That will exclude Peter Panda, Peter Panama, and other false positives. The '_' at the beginning and the end will help make sure the bot only boosts relevant links. You could use a space in place of any '_' character, but spaces are hard to see in most text editors, so we prefer the '_' character.

reg.txt

This is the file for scoring headlines via regular expressions. You can leave this file empty if you don't like regular expressions. The format is slightly different from the word.txt file: The score is given on one line, then all regular expressions with that score are given on consecutive lines. A blank line must be found at the end of each list of regular expressions.

For example:

5
\b(f|do|bur)rito
\bcheeto
\btacos?\b

3
\b(bubble|chewing)\s*gum

Regular expressions are a new feature for NuzeBot and have not been tested.

Command Line Options

The command line options allow you to change how NuzeBot works without your needing to figure out how to edit the C programming code and recompile. For boolean yes/no true/false options, use 1 for yes or true and 0 for no or false. The same options can be used in the config.txt file. Options that are given on the command line will override the options in the config.txt file.

Input options:
Input options begin with the letter 'i'.

-iw wordfile.txt
The specified file contains the words that will be used for scoring headlines.

-is sitefile.txt
The file contains the web addresses that will be scanned for headlines.

-ih headlines.txt
This tells NuzeBot to load the headlines from the headlines.txt file. This is useful when you want to create multiple output pages about different topics.

-ip "mycmd -myoption"
This tells NuzeBot to use a pipe instead of a library function to load pages. You could specify a custom command, perhaps using wget or curl, or specify 'c' or 'w' to use generic curl or wget command lines.

Output options:
Output options begin with the letter 'o'.

-of outfile.htm
Specify - for stdout.

-ot "My News Page"
title of your news page

-oh headlines.txt
This tells NuzeBot to save the headlines to a file and quit. These headlines can be loaded later using the -ih headlines.txt option. When creating multiple news pages, save time and avoid unnecessary HTTP requests by saving headlines to a file to use for generating all news pages.

-ox cal
This tells NuzeBot to execute a command when done.

-om 100
maximum number of headlines to show

-ol -1
lower limit for scores of headlines to show

-op 0
whether to show the full page or just headlines
Set to zero if you only want the headlines.

-oi 0
whether to include informative stats at the bottom of the output page
Set to zero to disable stats.

-oe 1
whether to show extra information about hyperlinks on mouseover

-ov 1
set verbosity

Web interface options:
Web interface options begin with the letter 'w'.

-wp 8008
port to use for web interface

Other options:

-r ntw
There are three ways to run the NuzeBot: now, timer, and web interface. Specify any combination of 'n', 't', and 'w'.

-d 5
delay in seconds to wait between page loads

-c 9
sets compression level (0-9) for the mem.dat file

-?
shows help

Compiling

To compile the NuzeBot on Linux, simply run the new ./setup.sh script.

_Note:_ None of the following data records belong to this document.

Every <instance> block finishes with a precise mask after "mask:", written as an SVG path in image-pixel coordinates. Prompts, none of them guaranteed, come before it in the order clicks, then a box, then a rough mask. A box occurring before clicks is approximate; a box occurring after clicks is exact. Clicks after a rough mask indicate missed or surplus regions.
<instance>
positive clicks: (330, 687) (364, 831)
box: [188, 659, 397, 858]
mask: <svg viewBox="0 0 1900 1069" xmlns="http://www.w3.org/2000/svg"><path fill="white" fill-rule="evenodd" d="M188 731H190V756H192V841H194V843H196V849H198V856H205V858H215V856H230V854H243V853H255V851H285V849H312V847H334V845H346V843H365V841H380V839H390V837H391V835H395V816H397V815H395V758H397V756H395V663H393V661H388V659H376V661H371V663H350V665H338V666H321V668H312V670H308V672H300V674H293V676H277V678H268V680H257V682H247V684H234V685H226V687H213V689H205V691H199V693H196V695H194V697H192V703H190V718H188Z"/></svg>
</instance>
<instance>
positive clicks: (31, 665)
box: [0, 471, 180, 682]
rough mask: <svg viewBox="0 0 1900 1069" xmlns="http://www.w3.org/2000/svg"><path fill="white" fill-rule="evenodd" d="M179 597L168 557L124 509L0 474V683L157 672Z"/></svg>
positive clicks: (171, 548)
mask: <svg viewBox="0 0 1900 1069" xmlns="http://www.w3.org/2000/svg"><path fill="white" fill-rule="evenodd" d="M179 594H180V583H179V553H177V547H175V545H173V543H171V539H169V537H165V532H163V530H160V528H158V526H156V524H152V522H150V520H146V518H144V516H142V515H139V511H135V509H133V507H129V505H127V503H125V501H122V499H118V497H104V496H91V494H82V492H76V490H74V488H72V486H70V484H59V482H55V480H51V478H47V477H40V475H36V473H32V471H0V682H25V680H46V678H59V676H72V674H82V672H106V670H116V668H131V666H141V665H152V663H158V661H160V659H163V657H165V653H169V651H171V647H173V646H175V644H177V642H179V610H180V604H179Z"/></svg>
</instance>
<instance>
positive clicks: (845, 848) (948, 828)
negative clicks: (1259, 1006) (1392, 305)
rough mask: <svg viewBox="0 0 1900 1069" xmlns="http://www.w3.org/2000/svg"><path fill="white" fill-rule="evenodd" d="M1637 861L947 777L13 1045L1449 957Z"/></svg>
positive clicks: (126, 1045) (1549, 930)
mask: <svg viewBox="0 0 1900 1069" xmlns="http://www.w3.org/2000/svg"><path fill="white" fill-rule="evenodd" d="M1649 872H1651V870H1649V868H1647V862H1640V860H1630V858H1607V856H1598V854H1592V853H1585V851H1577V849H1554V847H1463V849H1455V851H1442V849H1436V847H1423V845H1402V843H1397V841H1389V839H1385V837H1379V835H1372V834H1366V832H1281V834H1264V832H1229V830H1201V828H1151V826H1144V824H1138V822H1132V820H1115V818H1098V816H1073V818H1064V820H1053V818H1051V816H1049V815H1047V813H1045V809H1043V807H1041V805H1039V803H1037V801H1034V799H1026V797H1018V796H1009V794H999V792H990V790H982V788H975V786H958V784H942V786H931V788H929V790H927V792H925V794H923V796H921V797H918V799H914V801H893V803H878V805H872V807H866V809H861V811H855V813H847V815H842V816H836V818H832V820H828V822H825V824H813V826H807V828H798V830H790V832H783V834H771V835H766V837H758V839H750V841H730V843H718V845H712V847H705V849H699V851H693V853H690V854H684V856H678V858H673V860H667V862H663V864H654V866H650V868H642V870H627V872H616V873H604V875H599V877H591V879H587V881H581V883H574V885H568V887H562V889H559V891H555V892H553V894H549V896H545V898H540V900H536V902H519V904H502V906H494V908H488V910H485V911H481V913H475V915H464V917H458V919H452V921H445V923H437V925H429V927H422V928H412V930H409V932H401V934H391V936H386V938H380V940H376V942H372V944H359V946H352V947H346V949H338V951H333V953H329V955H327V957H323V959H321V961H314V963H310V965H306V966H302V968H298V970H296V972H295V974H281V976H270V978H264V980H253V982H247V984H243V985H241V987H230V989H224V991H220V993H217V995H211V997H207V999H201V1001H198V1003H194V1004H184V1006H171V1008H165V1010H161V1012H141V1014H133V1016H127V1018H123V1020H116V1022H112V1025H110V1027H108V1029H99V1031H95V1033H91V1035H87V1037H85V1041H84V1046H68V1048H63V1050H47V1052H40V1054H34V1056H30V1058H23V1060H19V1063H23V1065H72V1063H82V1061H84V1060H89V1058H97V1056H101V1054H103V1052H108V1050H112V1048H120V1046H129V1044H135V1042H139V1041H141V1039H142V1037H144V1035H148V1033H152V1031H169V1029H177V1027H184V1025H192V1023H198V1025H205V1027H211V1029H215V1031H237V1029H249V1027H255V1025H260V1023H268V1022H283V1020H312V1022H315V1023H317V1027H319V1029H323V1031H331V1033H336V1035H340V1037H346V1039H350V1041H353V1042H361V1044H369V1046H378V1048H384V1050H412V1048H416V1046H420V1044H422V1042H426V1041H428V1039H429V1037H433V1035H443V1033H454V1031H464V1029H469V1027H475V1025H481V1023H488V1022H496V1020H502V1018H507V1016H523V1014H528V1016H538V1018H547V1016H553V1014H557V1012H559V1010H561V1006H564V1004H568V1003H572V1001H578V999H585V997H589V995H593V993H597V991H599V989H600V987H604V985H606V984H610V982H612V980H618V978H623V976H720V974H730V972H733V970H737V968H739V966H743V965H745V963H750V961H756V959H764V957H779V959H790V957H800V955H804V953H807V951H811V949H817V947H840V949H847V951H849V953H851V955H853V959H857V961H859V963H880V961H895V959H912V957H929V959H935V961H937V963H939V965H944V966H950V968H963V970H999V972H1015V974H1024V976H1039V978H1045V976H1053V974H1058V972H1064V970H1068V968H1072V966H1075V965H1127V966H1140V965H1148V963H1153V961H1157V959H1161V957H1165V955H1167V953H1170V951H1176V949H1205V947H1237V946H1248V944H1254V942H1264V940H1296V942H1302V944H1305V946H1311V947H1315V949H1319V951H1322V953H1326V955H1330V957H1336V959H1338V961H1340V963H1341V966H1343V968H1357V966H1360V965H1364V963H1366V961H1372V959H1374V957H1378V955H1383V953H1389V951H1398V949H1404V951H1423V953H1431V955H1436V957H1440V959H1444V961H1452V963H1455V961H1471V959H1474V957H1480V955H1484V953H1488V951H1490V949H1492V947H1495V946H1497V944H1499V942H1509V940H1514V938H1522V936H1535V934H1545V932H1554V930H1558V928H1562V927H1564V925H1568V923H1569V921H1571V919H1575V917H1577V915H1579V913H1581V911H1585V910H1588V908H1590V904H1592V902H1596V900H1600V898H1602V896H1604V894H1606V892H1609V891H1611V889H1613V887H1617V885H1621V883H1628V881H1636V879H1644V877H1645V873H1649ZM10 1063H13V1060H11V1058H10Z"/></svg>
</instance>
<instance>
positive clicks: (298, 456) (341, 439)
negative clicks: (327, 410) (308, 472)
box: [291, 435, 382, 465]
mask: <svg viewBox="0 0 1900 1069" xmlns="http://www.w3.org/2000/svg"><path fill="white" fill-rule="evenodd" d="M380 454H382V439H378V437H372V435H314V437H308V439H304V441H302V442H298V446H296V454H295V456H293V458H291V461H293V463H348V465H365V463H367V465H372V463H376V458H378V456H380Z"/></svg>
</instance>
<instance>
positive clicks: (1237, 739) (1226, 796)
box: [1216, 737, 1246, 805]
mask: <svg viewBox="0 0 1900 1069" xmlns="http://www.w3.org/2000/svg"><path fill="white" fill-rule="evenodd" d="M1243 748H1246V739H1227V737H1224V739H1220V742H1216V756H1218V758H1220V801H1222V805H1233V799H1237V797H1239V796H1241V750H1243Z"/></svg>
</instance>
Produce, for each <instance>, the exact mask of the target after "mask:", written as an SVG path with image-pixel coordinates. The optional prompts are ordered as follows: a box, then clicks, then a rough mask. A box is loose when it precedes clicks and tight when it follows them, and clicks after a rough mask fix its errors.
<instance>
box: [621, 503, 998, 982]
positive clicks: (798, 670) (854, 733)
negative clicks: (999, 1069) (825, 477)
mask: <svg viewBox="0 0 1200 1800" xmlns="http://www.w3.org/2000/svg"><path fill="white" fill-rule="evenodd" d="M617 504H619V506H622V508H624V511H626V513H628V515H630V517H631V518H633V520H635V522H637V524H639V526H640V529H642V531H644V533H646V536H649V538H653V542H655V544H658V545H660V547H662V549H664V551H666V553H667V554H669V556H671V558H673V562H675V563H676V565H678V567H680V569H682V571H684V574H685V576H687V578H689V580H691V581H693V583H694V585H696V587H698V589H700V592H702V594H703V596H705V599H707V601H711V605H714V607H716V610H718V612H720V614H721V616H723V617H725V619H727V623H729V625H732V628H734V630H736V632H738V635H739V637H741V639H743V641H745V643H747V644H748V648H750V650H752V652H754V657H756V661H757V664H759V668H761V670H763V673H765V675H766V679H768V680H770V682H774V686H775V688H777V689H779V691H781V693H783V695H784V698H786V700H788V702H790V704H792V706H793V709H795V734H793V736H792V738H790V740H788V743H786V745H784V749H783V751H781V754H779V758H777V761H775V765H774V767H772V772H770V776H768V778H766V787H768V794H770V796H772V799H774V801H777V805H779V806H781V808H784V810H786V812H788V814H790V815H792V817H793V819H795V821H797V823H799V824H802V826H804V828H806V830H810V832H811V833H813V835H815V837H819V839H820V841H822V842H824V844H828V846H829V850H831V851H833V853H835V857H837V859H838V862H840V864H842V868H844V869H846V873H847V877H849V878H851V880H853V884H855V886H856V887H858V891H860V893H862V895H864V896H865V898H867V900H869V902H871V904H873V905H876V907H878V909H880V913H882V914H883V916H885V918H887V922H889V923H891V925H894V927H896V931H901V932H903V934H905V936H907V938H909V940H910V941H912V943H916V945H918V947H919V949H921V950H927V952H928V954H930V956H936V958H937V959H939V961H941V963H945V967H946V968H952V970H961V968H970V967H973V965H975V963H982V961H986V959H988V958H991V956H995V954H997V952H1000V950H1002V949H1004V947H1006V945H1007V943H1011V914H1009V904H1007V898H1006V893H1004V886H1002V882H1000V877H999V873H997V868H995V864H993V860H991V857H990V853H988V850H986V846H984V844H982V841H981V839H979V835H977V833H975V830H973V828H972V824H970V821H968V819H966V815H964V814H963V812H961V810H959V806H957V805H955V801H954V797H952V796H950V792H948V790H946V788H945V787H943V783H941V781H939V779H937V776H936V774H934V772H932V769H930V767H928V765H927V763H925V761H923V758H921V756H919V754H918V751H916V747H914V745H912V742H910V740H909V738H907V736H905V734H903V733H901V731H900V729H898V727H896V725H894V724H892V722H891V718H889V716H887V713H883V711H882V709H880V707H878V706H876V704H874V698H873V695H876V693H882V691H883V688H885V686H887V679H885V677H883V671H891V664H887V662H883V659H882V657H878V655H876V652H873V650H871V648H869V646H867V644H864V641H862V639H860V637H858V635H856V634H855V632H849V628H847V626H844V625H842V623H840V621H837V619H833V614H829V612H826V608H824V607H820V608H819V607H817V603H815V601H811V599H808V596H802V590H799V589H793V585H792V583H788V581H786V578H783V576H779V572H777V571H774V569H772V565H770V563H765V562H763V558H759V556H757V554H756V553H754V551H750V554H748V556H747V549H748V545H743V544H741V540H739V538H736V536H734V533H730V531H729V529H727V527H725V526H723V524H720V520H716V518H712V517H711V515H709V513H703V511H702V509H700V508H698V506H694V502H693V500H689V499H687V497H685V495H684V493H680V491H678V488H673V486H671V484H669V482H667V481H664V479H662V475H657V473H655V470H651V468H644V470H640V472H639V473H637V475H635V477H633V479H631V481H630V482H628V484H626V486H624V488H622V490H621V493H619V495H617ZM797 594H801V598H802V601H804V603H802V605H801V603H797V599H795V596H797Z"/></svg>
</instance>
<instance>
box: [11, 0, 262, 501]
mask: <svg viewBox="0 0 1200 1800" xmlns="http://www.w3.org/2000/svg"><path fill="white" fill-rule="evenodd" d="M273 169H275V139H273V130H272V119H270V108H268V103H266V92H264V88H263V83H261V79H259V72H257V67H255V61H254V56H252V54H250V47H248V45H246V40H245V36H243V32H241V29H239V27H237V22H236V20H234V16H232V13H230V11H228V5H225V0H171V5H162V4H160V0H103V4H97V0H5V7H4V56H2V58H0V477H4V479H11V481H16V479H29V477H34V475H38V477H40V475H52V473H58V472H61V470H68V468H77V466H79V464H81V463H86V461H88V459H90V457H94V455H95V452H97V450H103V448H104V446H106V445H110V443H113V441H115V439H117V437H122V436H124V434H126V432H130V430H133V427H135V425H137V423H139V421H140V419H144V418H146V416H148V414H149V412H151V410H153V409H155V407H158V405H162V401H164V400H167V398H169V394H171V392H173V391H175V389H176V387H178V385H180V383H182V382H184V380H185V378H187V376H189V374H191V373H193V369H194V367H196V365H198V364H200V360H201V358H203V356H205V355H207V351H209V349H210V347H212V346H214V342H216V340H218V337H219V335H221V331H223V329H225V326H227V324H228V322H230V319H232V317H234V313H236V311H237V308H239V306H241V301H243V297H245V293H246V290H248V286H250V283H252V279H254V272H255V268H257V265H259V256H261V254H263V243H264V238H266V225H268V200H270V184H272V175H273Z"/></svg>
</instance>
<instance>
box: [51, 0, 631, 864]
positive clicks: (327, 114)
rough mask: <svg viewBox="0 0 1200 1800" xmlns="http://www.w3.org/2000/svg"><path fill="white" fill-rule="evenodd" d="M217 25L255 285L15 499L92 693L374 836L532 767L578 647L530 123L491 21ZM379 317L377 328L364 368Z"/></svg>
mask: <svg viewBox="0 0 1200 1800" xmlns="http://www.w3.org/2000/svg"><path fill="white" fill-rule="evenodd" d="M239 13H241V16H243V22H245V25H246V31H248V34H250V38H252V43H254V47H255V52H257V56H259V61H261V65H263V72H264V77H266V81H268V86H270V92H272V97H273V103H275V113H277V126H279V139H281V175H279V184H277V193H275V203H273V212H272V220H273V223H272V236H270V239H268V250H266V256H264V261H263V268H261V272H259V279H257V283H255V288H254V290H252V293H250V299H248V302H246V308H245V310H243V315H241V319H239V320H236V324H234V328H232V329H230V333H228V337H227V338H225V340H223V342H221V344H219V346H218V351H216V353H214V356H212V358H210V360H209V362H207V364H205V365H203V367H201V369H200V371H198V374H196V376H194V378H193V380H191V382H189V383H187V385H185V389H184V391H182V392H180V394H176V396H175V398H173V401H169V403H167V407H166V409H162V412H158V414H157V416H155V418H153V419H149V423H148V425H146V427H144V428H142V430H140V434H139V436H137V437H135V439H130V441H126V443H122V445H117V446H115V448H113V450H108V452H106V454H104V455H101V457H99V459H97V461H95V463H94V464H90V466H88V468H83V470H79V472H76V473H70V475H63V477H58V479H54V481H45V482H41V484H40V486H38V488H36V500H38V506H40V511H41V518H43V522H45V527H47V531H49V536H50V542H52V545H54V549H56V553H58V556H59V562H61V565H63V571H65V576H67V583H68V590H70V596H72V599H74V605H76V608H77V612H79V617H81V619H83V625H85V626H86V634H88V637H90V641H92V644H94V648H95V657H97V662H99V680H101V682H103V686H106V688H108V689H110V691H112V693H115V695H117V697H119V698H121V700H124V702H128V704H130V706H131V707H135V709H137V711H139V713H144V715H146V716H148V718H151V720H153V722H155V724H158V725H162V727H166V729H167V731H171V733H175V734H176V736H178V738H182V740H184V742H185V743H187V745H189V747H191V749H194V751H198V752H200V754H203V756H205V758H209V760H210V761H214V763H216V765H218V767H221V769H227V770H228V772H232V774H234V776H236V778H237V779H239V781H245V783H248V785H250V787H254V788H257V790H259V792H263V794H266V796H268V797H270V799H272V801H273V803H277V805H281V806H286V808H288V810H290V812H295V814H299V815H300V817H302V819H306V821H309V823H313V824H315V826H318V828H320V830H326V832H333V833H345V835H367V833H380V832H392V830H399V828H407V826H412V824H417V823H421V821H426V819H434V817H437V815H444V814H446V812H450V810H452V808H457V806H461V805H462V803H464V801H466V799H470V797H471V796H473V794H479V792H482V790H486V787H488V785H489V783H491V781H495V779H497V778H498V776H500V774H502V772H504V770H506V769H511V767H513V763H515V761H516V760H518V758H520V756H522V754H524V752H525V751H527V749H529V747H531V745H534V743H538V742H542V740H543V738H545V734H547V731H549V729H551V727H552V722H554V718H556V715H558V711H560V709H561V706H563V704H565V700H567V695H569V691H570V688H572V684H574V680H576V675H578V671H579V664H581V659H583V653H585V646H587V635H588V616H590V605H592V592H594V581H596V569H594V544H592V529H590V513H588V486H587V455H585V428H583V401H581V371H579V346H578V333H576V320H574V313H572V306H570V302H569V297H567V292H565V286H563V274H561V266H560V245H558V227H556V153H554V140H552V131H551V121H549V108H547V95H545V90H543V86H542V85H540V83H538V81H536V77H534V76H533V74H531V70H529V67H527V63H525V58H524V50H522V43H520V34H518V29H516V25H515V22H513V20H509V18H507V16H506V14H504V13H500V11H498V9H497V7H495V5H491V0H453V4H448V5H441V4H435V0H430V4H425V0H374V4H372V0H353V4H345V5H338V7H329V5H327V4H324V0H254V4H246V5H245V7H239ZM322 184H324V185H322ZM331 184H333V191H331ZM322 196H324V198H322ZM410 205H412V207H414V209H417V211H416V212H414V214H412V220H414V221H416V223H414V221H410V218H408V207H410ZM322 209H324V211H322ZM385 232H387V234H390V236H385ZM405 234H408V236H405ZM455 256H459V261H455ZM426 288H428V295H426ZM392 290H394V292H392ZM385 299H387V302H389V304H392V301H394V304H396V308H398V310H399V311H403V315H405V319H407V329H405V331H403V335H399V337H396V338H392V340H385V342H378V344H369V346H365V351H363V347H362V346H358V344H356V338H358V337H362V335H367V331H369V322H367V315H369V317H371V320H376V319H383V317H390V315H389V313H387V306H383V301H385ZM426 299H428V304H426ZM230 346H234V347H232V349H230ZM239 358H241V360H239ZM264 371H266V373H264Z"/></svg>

In an effort to make it easy for you to get started with minimal hassle, we've made it so you can compile the NuzeBot without any of the libraries that add extra features. To change these build options, just define the string in capital letters. The best way is to use the -D arg when calling GCC, which is normally done via the compile.sh file when compiling NuzeBot. For example, to define NOCURL when compiling with GCC, add -DNOCURL to the command line. Build options work on Linux or Windows.

NOCURL
Define this to build without libcurl support. You will need to use the -ip option to specify a pipe.

NOZLIB
Define this to build without zlib support. This option simply disables compression of the memory file.

NOREG
Define this to build without support for regular expressions. You can use the pre-existing syntax for matching with the words.txt file as explained above.

NOWEB
Define this to build without the web interface.

STRNDUP
Define this to build the bot with its own strndup function in case you get an compile error for missing strndup.

LITE
Define this to build the lite NuzeBot, which uses no unusual DLLs. Defining LITE is the same as defining NOREG, NOCURL, and NOZLIB.

Build options are a new feature for NuzeBot and have not been thoroughly tested.

Websites

Keep up with the NuzeBot project at the following web address:

https://sourceforge.net/p/nuzebot/

Contact

If you don't want to use the websites, you can send your comments, bug reports, and feature requests to the following email address:
wrspain@gmx.us

License

The files in the NuzeBot project are Copyright ©2021 Ron Spain and are provided under the MIT license, a comparatively permissive license for open source projects.

Share and enjoy.